日々、ファッション関連のニュースを閲覧しておりますと未だにD2C関連のニュースの報道があります。流石に日本のブランドをピックアップするものはごく少数になってきた印象はあるのですが、当時市場を沸かせていた海外ブランドのその後を追ったようなものが散見されます。

それらを見ておりますと大体は、ブランド創設から成長鈍化を迎え、そこから卸を強化する方針、というものが多いように感じます。その理由としては、もちろんセールスを伸ばす狙いがあるのでしょうけど、「新規顧客獲得の為」と位置付けているブランドもあるようで。これを聞きますとファッション・アパレル業界の方々は「何をそんな当たり前のことを今さら…」という感想を抱くでしょう。筆者も至るところで卸はECの新規獲得にも影響がある、と書いておりますので、ここでその内容をまとめて記載しておきたいと思います。

■指名検索が増える

卸を強化する=流通量が全国的に増える、ということなので、セレクトショップで商品見かけた方々に認知してもらいやすくなります。卸先のセレクトショップが有名であり、且つ店舗数が多ければ多いほどこの効果は高くなります。有名セレクトに商品を置いてもらうだけで信用力にも繋がりますから、そこで商品を手に取って見て購入に至ることもあれば、もっと他の商品も気になる→instagramなどのSNSでルック・コーディネートを確認する→自社ECを閲覧、という流れも発生することでしょう。筆者もこの流れで商品を探し、普段よく行く大手セレクトに欲しいアイテムが無かった場合はまずフルライン揃っているはずの自社ECを確認します。このような流れで指名検索が発生する訳ですね。

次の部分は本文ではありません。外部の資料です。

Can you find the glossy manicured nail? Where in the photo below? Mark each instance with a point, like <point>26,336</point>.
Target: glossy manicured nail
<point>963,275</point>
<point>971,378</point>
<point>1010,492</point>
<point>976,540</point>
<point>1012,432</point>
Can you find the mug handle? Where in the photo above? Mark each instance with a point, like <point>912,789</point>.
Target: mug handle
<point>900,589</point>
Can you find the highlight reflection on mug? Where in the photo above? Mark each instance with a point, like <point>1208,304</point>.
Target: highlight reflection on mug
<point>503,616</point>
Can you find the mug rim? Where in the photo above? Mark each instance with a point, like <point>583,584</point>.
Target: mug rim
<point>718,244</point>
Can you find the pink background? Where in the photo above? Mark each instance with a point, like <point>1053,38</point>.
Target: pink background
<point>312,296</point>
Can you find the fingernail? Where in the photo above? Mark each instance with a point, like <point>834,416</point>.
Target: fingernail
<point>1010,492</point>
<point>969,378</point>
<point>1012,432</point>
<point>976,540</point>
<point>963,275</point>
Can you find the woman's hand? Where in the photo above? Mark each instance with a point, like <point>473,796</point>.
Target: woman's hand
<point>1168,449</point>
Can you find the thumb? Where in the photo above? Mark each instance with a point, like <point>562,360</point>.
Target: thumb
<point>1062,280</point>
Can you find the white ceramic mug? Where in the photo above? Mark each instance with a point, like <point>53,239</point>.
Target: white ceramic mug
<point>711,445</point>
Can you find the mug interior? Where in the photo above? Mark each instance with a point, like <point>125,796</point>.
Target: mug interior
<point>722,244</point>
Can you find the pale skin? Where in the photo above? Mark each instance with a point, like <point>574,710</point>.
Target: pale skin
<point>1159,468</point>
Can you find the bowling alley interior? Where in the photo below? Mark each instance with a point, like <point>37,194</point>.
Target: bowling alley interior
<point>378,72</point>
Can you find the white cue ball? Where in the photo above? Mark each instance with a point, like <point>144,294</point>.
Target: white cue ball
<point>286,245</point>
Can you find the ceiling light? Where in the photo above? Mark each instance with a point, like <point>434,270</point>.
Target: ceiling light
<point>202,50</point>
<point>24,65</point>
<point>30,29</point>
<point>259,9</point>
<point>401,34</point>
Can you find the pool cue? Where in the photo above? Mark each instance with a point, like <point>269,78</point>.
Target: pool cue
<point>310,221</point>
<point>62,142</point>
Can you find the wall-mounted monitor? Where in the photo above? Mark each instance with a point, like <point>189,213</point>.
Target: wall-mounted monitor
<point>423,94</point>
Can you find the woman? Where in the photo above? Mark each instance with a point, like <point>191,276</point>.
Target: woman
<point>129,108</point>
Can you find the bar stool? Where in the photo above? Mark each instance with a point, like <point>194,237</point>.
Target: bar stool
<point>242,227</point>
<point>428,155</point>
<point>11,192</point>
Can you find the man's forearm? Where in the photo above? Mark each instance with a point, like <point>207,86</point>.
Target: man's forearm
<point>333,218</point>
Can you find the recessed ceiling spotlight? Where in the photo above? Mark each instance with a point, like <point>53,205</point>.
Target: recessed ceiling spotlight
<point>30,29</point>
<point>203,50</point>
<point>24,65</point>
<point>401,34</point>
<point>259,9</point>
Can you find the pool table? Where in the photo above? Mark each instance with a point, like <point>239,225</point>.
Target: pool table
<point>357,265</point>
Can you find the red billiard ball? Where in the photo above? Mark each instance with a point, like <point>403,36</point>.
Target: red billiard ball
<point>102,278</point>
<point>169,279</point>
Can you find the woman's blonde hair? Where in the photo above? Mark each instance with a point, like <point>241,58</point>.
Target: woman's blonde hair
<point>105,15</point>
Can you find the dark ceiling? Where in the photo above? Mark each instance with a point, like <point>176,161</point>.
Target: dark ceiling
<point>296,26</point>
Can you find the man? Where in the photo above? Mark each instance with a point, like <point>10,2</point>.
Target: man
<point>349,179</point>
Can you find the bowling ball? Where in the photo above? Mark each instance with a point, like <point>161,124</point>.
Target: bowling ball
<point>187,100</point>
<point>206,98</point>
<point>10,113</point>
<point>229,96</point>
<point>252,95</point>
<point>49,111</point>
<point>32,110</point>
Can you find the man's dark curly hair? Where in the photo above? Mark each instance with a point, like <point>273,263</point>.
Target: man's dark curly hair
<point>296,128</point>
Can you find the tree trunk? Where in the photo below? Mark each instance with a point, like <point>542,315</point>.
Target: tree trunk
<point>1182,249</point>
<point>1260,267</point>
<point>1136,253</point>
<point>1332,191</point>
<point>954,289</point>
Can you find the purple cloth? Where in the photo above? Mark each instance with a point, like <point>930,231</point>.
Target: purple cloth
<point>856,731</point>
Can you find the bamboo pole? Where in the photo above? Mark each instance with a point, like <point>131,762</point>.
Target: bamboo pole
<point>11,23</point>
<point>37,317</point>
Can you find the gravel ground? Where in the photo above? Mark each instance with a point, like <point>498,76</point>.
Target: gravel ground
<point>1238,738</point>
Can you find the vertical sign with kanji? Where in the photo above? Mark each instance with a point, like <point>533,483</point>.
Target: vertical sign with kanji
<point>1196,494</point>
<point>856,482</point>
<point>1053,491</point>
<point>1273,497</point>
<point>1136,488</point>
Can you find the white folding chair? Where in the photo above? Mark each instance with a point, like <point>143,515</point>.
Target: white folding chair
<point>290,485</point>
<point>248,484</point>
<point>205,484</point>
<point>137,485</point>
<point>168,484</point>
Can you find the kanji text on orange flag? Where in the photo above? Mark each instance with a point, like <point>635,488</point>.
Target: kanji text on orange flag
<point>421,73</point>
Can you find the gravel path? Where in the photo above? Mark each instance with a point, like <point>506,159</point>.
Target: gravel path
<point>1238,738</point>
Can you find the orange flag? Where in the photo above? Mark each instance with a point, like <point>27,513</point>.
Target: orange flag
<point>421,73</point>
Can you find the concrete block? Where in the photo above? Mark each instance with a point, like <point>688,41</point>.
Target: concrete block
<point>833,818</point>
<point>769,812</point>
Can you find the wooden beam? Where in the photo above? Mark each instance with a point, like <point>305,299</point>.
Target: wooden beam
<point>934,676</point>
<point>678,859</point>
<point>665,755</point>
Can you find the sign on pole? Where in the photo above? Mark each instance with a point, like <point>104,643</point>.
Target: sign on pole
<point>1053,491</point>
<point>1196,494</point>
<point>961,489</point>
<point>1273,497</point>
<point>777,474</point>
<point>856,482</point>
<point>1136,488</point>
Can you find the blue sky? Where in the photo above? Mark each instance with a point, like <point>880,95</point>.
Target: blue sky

また、卸先が増えますと、卸先のSNSやメルマガ・LINEなどで情報が拡散されます。ECサイト上でも商品一覧ページが作成され、中には商品を紹介するブログなども執筆されることもあるでしょう。セレクトショップのお客様がSNS上でブランドのアイテムを着用したコーディネートを投稿するのも珍しくありません。このように、今までリーチできなかった地域でも卸先があるだけで情報が拡散されやすくなります。

■卸先の近隣での売上が増える

次に発生するのが、卸先の近隣での売上アップですね。これは前回のダッシュボード作成の際にも少し触れましたが、卸メインで運営しているブランドが自社ECをスタートさせた時に出てきやすい現象です。

自社に合ったダッシュボードの作り方②

当たり前と言えば当たり前なのですが、商品を手に取って見た・試着した・購入した方がもちろんリピートしやすいです。なので、あとはどれだけ卸先セレクトショップの中での商品の露出を増やすか?が目標になります。意外とここの視点が抜け落ちている方が多いので、せっかく増えた卸先を活用できていないケースがよく散見されます。

■卸先の中でどれだけ「枠」を取れるか?

ではどのようにしたら卸先セレクトショップの中で露出を増やせるのでしょうか?まずブランド担当者は足繁くショップに通い、自社商品の売上がどの程度なのか?をしっかり追いましょう。当たりの良い商品があればなるべく追加・交換などの商品フォローを徹底。それを繰り返す事でショップ内での自ブランドの売上が伸びていきます。ブランドの売上が伸びてくると、ショップの中で展開するラックの本数も増えやすくなりますし、そのような要望をショップ側から頂けるかもしれません。すでにオーダー分を納品してしまっている場合は、委託で追加分をどんどんとフォローしましょう。中には期間を区切って、セレクトの中でポップアップショップを開催しても良いでしょう。このような細かい取り組みをする事で、バイヤーや店長に「売れるブランド」と認知してもらう事が重要です。特に地方セレクトは顧客商売なので、顧客を持っている販売員が「何を売りたいか?」でセールスは変わります。その選択肢に入るとセールスが伸び、次シーズンのオーダー金額が伸び、最後に指名検索が伸びるという流れです。泥臭い作業ですが、実はこの動きが非常に重要なのです。

■デメリットも

卸は基本、受注発注の形式なのでリスクも小さく、それで認知が取りやすいなら「絶対やるべき」と思われるでしょう。しかし、卸にもデメリットは当然あります。それは、

①利益が少ない

②納品後のコントロールが効きにくい

③集金回収業務が大変

このあたりでしょうか。①はセレクトショップへ商品を卸す際、卸価格になりますので大体は上代の50〜60%程度が多いでしょう。原価は変わりませんから、小売と比較するとその分粗利が取れません。なので、普通は卸からスタートして、認知が取れた段階で小売(実店舗・EC)の展開をしていくのがよくあるケースです。そういう意味ではD2Cは逆から手をつけているという事ですね。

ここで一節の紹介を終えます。